Fremdinvestoren: Patientenschutz berufsrechtlich absichern
Liebe Kolleginnen und Kollegen,
nachdem das Terminservice- und Versorgungsgesetz (TSVG) nun in Kraft getreten ist, wird es Zeit zu schauen, welche Effekte sich daraus für die Entwicklung der Beteiligungen von Fremdinvestoren an Zahnarztpraxen ergeben. Wir erinnern uns: Das im März im Bundestag verabschiedete Gesetz enthält Beschränkungen für Investoren-MVZ, die deren Zahnarztzahlen je nach Versorgungsgrad im jeweiligen Planungsbereich auf einen Anteil von 5, 10 oder 20 Prozent begrenzen. Es ist kein Geheimnis, dass wir uns in den standespolitischen Vertretungen mehr erhofft hatten. Aber wir sind froh, dass der Gesetzgeber hier einen ersten Aufschlag vorgelegt hat.

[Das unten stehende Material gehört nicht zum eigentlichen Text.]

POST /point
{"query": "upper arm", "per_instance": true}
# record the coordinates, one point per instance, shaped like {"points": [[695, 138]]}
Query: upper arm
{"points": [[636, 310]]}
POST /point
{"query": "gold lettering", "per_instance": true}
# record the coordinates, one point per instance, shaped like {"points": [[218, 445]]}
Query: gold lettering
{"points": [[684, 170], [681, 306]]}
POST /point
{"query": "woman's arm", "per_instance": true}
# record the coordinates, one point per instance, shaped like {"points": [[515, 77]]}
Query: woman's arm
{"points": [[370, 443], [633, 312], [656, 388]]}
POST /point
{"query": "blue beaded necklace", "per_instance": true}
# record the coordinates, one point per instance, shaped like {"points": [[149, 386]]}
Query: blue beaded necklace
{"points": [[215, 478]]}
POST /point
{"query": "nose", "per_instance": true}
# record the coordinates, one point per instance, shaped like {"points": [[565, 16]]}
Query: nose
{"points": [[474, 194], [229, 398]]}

Wie wirken sich nun die neuen TSVG-Regelungen zu den Investoren-MVZ aus? Nach der Verabschiedung des Gesetzes gab es gemischte Reaktionen seitens der Investoren. Einig war man sich in der Branche mit der Einschätzung, dass es für die Investoren weit schlimmer hätte kommen können. Dem Beratungsunternehmen Capitalmind zufolge besteht „unverändert ein sehr großes Potenzial für die Konsolidierung im zahnärztlichen Bereich“. Die Analysten rechnen in einem aktuellen Bericht vor, dass ein Investor bundesweit immer noch etwa 4.000 Zahnärzte in einer Trägerstruktur anstellen könne. Wohlgemerkt, dabei handelt es sich nach den Informationen des Beratungsunternehmens um das Potenzial eines einzigen Investors. Zählt man nur die zehn bekannten, im Dentalmarkt aktiven Investoren in Deutschland zusammen, könnten diese theoretisch Marktanteile von über 50 Prozent erreichen.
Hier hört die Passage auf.